Yams, in contrast, are fairly highly seasonal in production, although harvesting may be spread over 4 - 6 months with different species and cultivars. The edible tubers being natural organs of dormancy, they are inherently well adapted for storage when destined for use as food and indeep most of the world's yam crop is stored in the fresh state, and simple but ingenious structures have teen devised by most yam-growing societies. Nevertheless, as with virtually all the perishable staples, techniques for the preparation of dried chips and flour exist in most yam-growing societies. Grating and soaking techniques are used to detoxify certain minor species which contain alkaloids.

Both sweet potatoes and the aroid root crops are examples of perishable staple crops where "storage avoidance" is extremely widely practiced although the root tubers of the former, especially, can under optimal conditions be stored for several months. Sweet potato is mainly grown in the cooler tropics, e.g. at altitudes over 1 000 m and protection from cold is a first essential in storage: under more typical lowland tropical conditions, losses in storage are extremely high mainly owing to pathogenic factors. Similarly, the aroids which are often harvested on a year-round basis, regardless of the state of dormancy of the corms, usually have very short storage life, but it is likely that if the corms are harvested when fully dormant, longer storage life could be obtained. Processing, essentially the production of sun-dried chips or flour, is occasionally resorted to with both these crops.

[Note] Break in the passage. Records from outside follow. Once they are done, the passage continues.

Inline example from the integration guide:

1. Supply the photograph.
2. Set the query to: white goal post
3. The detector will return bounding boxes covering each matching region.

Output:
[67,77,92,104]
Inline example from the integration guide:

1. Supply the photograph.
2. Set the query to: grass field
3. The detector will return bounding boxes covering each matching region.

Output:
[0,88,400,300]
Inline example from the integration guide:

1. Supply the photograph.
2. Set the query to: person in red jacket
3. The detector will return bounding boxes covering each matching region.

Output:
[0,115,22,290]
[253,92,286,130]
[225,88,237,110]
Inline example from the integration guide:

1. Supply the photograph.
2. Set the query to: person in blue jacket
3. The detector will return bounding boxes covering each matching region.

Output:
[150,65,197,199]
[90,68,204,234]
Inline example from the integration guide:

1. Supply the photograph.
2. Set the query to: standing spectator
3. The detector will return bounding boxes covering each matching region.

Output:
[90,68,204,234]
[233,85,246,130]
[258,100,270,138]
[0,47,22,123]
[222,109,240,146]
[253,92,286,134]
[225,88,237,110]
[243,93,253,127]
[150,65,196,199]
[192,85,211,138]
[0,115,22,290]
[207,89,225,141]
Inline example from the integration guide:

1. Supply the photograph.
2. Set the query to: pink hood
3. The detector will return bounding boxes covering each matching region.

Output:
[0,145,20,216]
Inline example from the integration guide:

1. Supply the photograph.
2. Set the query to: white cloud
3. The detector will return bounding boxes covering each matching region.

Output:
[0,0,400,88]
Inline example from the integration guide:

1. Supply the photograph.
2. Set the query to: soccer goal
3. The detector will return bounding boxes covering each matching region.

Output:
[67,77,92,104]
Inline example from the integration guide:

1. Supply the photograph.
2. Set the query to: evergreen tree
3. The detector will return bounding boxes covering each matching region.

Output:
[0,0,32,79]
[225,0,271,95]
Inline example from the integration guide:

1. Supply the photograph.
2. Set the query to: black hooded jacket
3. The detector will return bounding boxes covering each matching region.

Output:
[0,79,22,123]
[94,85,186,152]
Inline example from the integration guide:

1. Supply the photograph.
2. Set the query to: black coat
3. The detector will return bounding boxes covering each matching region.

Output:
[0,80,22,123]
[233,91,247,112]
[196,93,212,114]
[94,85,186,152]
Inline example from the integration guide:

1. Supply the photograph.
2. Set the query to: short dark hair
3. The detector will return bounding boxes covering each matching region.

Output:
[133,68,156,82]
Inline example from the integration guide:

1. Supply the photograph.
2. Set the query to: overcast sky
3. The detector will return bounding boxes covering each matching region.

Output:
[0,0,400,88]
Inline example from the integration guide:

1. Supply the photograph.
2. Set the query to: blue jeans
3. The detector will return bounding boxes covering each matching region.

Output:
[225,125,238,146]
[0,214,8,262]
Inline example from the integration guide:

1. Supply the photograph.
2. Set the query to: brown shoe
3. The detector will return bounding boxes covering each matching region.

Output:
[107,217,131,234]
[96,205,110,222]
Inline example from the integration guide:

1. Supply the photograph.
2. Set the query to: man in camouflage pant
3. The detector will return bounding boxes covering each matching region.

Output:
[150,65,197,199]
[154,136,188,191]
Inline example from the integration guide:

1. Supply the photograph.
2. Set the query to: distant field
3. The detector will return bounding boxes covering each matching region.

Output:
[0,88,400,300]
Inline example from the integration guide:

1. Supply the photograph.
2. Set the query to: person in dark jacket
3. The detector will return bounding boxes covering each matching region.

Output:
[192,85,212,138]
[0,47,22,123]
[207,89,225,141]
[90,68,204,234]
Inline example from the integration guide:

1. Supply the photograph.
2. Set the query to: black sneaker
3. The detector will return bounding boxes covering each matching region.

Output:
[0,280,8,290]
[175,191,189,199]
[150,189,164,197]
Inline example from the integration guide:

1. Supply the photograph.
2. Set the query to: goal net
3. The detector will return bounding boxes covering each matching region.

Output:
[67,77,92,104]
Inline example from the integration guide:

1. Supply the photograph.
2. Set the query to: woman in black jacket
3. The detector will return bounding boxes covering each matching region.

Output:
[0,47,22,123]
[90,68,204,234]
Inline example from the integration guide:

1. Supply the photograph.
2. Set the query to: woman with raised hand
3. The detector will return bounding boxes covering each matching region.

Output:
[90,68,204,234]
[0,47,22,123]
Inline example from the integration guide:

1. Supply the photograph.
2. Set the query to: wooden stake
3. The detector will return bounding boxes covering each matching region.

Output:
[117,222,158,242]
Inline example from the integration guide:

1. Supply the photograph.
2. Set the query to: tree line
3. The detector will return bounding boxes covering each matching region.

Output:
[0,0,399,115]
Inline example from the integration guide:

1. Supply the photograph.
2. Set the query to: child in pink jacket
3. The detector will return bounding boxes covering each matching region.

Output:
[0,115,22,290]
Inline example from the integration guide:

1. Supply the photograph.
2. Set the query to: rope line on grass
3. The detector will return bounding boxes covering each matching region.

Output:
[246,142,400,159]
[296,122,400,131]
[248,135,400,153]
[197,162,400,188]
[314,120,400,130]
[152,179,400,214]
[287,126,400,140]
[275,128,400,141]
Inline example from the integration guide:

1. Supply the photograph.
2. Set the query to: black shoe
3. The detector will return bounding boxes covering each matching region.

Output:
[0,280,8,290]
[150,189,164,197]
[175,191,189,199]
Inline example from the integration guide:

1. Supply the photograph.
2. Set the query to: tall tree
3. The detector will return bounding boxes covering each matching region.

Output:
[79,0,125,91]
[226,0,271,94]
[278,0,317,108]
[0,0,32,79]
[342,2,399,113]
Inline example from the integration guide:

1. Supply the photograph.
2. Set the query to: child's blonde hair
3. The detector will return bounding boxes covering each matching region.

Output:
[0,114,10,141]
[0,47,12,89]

Plantains and other cooking bananas have an inherently short storage life in the fresh state, though from a practical point-of-view this is somewhat mitigated by the fact that they can be utilized as food in different ways, when unripe; partially ripe; ripe or even moderately over-ripe. As ripening of the individual fruit proceeds sequentially from the proximal to the distal end of the stem, the fruit of a single stem, once cut from the plant, can often be used over a period of a month or more. For longer term storage, especially as a famine resource, sun-dried chips and flour are sometimes prepared. In certain parts of the tropical world the preparation of beer (of high solids content, and therefore nutritious) or other fermented foods is practiced, the latter having a long storage life.

Breadfruit has probably the shortest inherent storage life of any of the perishable staples, being fit for consumption only in the few days between maturity and the onset of ripening. Commonly, it is harvested only as required, or its storage life extended a few days by keeping under water. Drying into chips or flour is sometimes practiced and anaerobic fermentation techniques have been developed in the South Pacific which produce a paste which may be kept for months or even years.

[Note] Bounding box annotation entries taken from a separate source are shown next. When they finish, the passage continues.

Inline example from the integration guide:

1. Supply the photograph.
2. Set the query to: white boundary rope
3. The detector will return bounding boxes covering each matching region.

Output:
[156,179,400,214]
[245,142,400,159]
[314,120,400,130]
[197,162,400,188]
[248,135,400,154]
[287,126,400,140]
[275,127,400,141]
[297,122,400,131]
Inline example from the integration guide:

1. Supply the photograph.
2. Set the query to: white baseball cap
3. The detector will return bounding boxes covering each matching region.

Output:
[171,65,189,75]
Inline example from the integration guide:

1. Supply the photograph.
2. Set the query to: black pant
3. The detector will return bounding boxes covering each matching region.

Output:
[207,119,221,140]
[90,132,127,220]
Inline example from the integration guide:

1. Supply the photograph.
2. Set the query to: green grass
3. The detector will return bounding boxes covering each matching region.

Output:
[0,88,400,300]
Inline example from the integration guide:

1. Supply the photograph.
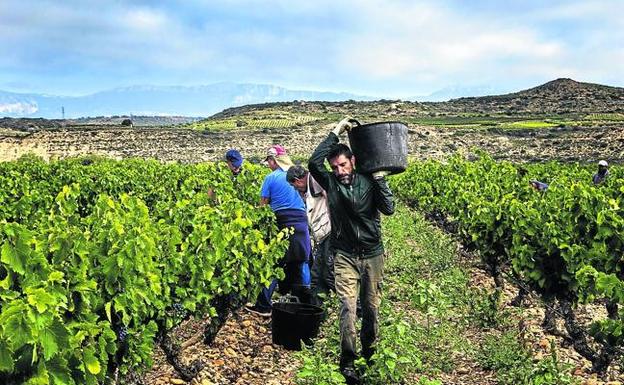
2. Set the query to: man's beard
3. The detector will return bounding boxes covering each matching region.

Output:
[338,173,355,186]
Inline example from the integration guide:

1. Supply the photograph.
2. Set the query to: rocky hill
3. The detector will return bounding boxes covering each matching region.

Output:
[436,79,624,114]
[0,79,624,162]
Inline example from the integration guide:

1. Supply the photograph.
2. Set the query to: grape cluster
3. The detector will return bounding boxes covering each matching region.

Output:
[117,326,129,342]
[173,302,188,318]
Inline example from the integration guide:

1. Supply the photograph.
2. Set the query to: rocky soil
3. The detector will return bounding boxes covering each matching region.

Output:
[137,254,624,385]
[0,123,624,163]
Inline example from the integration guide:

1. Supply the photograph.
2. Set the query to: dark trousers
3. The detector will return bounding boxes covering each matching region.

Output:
[311,237,336,303]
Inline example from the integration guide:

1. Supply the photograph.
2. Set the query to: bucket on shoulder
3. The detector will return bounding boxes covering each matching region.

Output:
[271,296,324,350]
[349,119,407,174]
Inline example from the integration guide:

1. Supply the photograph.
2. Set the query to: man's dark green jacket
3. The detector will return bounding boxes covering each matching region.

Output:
[308,133,394,258]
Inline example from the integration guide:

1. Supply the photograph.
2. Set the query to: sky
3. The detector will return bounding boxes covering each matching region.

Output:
[0,0,624,98]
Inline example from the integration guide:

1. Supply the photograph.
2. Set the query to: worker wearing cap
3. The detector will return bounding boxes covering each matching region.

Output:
[247,144,311,316]
[592,160,609,185]
[225,149,243,175]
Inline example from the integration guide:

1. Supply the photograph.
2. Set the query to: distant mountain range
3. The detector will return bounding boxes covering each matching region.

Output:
[0,83,374,119]
[0,78,624,119]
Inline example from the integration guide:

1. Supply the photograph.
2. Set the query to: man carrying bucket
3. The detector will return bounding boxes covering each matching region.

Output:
[308,118,394,384]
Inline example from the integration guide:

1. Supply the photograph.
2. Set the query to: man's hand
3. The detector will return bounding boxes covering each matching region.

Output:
[332,116,353,136]
[373,170,390,179]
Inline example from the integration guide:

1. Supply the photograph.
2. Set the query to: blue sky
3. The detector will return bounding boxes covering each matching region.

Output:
[0,0,624,98]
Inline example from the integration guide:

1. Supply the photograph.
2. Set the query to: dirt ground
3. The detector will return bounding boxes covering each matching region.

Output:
[0,124,624,163]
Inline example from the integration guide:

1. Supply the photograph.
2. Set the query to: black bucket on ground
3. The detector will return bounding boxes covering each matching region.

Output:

Pandanus fruit are also highly perishable. They are often eaten fresh, but are also preserved as sun-dried pastes or flours, the fruit being first boiled or roasted. It is said that the flour, especially, may be kept for several years.

The stem starches laid down by monocarpic plants such as sago and other palms, and also by Ensete, are invariably processed almost immediately; the felled stems are not stored any longer than is necessary. Processing usually depends on physical removal of the stem starch, followed by wet extraction, settling and drying, usually in the sun. Fermentation techniques are used for Ensete and occasionally for sago starches.

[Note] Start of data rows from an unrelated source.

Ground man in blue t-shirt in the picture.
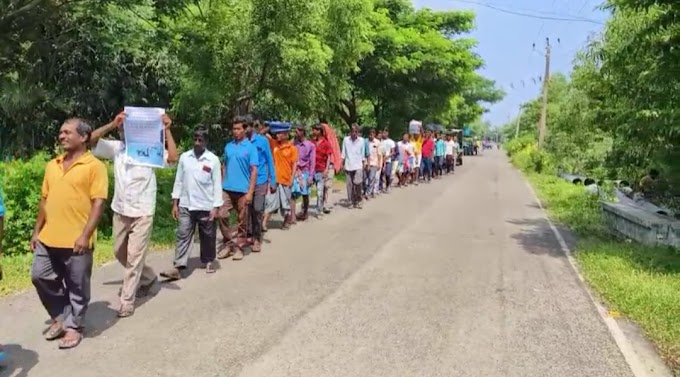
[0,184,5,280]
[218,116,259,260]
[246,119,276,253]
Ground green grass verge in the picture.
[527,174,680,376]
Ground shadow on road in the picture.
[508,219,575,258]
[0,344,38,377]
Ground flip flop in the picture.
[59,330,83,350]
[45,322,66,341]
[118,306,135,318]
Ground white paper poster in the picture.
[123,106,165,168]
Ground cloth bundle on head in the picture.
[408,120,423,135]
[264,121,292,133]
[321,123,342,174]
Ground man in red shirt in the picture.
[312,124,333,217]
[422,130,434,182]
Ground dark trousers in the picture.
[173,207,217,269]
[379,161,397,191]
[247,183,269,242]
[226,191,250,248]
[345,169,364,204]
[31,243,92,330]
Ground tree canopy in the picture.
[504,0,680,200]
[0,0,503,157]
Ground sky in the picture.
[414,0,607,127]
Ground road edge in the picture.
[522,176,673,377]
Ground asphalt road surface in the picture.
[0,150,632,377]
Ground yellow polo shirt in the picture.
[38,152,109,249]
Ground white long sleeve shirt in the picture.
[342,136,366,171]
[172,149,224,211]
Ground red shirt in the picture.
[314,139,333,173]
[422,138,434,158]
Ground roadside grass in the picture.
[527,173,680,376]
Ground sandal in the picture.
[59,329,83,350]
[118,305,135,318]
[222,245,234,259]
[45,321,66,341]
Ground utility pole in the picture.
[515,104,522,139]
[538,38,550,149]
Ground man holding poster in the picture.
[91,108,178,318]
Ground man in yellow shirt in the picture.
[31,119,109,349]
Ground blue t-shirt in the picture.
[222,139,258,193]
[250,134,276,186]
[434,139,446,156]
[0,189,5,217]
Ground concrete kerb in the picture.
[512,167,673,377]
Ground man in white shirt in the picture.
[444,134,458,174]
[366,129,383,198]
[379,129,397,193]
[397,133,415,187]
[161,126,222,280]
[90,113,177,318]
[342,123,366,208]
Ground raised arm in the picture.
[90,112,125,147]
[162,114,179,164]
[171,156,184,220]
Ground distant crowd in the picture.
[0,113,461,353]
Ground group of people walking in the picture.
[0,113,459,349]
[342,125,460,208]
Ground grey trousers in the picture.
[31,243,92,330]
[173,207,217,269]
[247,183,269,241]
[345,169,364,204]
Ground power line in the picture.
[452,0,604,25]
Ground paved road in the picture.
[0,151,631,377]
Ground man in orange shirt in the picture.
[31,119,109,349]
[263,126,298,230]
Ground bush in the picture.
[511,143,556,174]
[0,154,176,255]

Very little information is available in most cases concerning the division of labour between the sexes in the postharvest technology of those staples. Processing is generally little more than an extension of domestic preparation for food and is thus, most commonly seen primarily as women's work. This is especially true of cassava products.

With storage of fresh material there seems little systematic sexual differentiation of labour, both men and women being involved, either separately or together in various societies. An important exception is with yams. Virtually all operations concerning the major (though not necessarily the minor) species of yam are conducted largely, or in some societies exclusively by men, including storage and processing, only actual culinary preparation being undertaken by women.